2.0.0b53

Elastic

Package: flyteplugins.pytorch

Elastic defines the configuration for running a PyTorch elastic job using torch.distributed.

class Elastic(
    nnodes: typing.Union[int, str],
    nproc_per_node: int,
    rdzv_backend: typing.Literal['c10d', 'etcd', 'etcd-v2'],
    run_policy: typing.Optional[flyteplugins.pytorch.task.RunPolicy],
    monitor_interval: int,
    max_restarts: int,
    rdzv_configs: typing.Dict[str, typing.Any],
)
Parameter Type Description
nnodes typing.Union[int, str] Number of nodes to use.

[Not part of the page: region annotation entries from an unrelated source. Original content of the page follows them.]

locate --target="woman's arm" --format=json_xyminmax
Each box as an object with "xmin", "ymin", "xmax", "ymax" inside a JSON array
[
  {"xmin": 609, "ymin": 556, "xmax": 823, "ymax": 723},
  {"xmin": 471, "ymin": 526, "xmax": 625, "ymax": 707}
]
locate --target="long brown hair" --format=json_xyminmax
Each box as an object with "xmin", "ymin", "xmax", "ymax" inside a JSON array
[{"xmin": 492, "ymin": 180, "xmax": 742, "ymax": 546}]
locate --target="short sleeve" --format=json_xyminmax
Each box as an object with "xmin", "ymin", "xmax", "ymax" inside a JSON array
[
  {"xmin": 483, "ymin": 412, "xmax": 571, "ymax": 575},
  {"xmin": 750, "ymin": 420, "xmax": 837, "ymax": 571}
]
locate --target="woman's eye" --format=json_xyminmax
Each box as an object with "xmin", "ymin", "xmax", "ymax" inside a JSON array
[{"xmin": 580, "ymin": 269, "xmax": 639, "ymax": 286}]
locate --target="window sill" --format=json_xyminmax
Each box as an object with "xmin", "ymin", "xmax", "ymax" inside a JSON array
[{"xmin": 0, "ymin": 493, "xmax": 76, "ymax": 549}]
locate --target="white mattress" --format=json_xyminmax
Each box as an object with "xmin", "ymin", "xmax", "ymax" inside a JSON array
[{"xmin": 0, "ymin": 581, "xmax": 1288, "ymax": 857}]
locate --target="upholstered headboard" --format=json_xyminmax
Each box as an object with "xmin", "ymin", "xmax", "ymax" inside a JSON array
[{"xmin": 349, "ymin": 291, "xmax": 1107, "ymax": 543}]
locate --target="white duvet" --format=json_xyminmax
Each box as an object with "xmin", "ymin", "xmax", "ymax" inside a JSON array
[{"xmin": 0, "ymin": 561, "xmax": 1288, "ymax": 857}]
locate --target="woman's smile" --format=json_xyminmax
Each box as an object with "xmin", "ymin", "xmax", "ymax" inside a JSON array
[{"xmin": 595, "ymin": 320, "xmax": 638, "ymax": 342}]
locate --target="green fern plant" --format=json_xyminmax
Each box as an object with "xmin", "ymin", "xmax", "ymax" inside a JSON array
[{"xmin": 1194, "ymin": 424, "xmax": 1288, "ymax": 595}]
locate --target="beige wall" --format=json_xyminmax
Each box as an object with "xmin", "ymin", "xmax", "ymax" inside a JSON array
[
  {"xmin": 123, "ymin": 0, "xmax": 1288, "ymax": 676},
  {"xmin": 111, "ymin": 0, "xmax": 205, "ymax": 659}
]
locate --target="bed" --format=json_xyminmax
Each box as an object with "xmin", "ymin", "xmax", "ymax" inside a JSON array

Can be a fixed int or a range string (e.g., “2:4” for elastic training).
nproc_per_node int Number of processes to launch per node.
rdzv_backend typing.Literal['c10d', 'etcd', 'etcd-v2'] Rendezvous backend to use. Typically “c10d”. Defaults to “c10d”.
run_policy typing.Optional[flyteplugins.pytorch.task.RunPolicy] Run policy applied to the job execution. Defaults to None.
monitor_interval int Interval (in seconds) to monitor the job’s state. Defaults to 3.
max_restarts int Maximum number of worker group restarts before failing the job. Defaults to 3.
rdzv_configs typing.Dict[str, typing.Any] Rendezvous configuration key-value pairs. Defaults to {“timeout”: 900, “join_timeout”: 900}.